Köyler neredeyse boşalmış durumda. Gençlerin hepsi şehirlere gidiyor.
Çevremde bazı insanların yakınları köyde yaşıyor.
Soruyorum sizin köyde tavuk var mı?
Yok.
İnek var mı?
Yok.
Peki hangi hayvan var?
Hiçbiri yok.
Peki süt, yoğurt, yumurtayı nereden temin ediyorsunuz?
Herkes gibi marketten.
Bazıları bu durumu, hayvan üreticiliğinin para getirmemesine, bazıları da köylünün de artık tembelleşmesine bağlıyor.

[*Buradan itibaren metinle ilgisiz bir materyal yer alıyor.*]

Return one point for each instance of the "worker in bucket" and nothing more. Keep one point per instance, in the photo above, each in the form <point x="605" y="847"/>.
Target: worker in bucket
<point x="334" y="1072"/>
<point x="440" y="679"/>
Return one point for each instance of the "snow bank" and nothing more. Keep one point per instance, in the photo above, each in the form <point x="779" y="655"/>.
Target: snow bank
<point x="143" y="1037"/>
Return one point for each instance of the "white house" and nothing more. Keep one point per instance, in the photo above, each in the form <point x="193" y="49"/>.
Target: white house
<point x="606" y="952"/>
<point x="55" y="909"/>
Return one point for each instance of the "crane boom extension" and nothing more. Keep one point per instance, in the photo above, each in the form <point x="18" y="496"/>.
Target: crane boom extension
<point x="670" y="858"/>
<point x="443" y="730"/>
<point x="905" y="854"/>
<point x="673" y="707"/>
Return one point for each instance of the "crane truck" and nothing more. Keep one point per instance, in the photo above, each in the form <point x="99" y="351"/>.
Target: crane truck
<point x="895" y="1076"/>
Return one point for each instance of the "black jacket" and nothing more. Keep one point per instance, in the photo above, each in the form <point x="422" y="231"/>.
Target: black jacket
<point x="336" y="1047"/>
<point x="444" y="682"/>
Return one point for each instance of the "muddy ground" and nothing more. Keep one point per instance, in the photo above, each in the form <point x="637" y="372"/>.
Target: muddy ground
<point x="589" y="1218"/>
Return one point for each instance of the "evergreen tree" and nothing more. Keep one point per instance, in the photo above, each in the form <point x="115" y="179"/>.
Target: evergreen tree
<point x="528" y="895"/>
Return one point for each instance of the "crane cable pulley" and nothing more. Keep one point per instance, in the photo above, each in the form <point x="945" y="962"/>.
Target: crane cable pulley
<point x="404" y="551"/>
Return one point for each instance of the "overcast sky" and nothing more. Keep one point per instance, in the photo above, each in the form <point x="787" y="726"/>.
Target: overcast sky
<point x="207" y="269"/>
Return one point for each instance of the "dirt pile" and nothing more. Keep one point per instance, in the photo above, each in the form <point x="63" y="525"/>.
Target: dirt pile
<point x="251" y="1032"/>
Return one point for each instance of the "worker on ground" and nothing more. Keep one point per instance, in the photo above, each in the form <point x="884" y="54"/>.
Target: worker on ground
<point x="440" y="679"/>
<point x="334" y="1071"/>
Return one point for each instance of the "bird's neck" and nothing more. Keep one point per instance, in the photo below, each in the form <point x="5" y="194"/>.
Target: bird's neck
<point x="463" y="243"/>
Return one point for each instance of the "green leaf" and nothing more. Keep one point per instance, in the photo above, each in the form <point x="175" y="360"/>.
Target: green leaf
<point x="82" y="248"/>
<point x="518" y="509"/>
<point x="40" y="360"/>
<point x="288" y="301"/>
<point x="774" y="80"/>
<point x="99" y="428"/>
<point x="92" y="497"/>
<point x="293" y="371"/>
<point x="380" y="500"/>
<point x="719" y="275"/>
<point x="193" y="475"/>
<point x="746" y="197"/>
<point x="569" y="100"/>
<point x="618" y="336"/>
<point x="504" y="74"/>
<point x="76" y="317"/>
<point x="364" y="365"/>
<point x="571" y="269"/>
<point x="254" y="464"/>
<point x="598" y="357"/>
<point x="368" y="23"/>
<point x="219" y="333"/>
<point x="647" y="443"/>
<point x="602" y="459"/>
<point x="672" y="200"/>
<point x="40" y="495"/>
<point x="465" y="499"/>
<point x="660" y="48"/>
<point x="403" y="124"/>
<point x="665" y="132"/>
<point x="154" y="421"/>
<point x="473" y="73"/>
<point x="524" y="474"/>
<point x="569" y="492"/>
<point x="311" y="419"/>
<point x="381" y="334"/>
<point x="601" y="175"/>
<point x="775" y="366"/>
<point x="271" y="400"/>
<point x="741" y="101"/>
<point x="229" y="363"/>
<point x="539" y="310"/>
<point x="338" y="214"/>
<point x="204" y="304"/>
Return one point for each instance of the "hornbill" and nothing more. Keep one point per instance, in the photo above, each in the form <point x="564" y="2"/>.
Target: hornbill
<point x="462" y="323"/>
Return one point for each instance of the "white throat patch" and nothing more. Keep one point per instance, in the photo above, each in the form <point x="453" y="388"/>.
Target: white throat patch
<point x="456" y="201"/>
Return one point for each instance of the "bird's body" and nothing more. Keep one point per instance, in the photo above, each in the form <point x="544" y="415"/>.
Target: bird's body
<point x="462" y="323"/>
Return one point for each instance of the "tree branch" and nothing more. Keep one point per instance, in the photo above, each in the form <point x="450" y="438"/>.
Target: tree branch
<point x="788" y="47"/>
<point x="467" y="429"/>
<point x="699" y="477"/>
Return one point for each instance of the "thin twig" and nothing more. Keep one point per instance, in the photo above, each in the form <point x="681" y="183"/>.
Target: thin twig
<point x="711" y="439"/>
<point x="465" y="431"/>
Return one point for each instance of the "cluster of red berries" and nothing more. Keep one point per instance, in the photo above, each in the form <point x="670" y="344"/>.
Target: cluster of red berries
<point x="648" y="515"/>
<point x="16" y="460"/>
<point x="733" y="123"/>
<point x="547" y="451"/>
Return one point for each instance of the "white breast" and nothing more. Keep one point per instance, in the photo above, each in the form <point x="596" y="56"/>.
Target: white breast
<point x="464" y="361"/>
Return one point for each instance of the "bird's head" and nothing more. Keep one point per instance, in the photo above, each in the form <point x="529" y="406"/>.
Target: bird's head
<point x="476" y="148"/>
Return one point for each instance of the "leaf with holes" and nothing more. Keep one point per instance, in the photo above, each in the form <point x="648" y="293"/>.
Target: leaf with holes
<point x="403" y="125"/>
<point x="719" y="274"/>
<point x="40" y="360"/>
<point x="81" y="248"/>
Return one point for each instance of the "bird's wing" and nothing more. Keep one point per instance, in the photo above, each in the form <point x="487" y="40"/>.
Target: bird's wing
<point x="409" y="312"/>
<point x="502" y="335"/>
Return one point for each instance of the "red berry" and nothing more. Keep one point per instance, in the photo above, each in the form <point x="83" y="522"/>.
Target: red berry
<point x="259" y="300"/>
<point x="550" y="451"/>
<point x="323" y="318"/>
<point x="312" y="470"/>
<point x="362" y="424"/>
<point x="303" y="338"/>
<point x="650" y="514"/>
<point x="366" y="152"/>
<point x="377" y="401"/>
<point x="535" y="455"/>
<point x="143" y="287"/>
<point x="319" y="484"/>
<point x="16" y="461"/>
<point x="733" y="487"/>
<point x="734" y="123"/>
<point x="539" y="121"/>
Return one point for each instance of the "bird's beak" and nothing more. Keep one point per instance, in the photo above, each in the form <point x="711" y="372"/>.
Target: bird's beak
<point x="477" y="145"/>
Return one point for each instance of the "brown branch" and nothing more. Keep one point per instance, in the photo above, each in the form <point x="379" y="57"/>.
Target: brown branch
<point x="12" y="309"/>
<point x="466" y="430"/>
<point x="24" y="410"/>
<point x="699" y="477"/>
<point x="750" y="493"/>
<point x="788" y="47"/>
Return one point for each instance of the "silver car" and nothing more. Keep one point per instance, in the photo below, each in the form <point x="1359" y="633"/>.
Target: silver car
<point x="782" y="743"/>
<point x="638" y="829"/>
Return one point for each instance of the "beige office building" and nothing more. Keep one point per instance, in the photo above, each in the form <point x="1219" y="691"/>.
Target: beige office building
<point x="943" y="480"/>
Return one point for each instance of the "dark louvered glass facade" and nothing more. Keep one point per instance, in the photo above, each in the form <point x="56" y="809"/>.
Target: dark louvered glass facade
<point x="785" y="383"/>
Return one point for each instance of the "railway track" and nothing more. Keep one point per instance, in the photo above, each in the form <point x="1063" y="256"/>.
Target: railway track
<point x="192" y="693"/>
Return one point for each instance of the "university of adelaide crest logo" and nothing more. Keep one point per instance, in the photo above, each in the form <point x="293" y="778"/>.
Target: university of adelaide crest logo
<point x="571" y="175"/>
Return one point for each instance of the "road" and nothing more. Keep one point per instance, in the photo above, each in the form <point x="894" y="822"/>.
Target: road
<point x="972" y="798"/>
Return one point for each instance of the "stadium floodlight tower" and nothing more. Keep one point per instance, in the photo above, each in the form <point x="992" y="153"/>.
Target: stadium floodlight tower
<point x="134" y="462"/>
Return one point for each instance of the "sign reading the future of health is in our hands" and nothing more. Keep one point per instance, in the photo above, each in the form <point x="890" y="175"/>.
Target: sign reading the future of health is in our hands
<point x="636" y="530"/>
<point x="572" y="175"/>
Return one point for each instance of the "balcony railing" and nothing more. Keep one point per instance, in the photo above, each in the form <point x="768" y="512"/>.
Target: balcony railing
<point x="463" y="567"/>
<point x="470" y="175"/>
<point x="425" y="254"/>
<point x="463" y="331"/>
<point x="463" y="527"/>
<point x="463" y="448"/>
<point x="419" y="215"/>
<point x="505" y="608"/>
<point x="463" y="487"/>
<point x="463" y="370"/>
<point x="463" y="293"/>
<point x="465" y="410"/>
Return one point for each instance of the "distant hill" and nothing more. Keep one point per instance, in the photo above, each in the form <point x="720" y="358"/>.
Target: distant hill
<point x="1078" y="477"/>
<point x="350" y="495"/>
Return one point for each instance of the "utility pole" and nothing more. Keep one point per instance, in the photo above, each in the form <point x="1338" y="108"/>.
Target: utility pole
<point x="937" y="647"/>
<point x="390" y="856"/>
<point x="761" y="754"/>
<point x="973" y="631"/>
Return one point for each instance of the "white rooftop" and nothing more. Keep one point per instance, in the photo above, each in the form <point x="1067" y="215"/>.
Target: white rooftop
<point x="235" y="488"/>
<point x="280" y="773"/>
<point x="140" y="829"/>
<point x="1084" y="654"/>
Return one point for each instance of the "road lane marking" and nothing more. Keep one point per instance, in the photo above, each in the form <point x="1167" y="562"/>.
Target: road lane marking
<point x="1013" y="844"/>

Yani doğanın ortasında yaşayıp, bir inek, birkaç tavuk, üç-beş koyun besleyip, en azından kendi ihtiyaçlarını karşılayabilecek bir üretime bile yönelmez oldu köylü.
Çünkü diyorlar, kazanç getirmeyince gençlerin hepsi şehirlerde yaşam alanı aramaya başladı. Köyde de yaşlılar kaldı. Onların da artık bu işlerle uğraşacak hali yok.
Fıstık üreticisi, zeytin üreticisi, buğday üreticisi verdiği emek ve harcadığı paranın karşılığını alamayınca, çiftçilik ve hayvancılık cazibesini yitirdi.
Ama hepimiz şehirlerde yaşarsak, çiftçiliği, hayvancılığı kim yapacak?
Mazot pahalı, gübre pahalı, yem pahalı…
Üretilenden para kazanılamazsa, insanları köylerde nasıl tutacaksınız?
Yani durum vahim!
Tarım ve hayvancılık konusunu cazip hale getirecek acil önlemlere ihtiyaç var.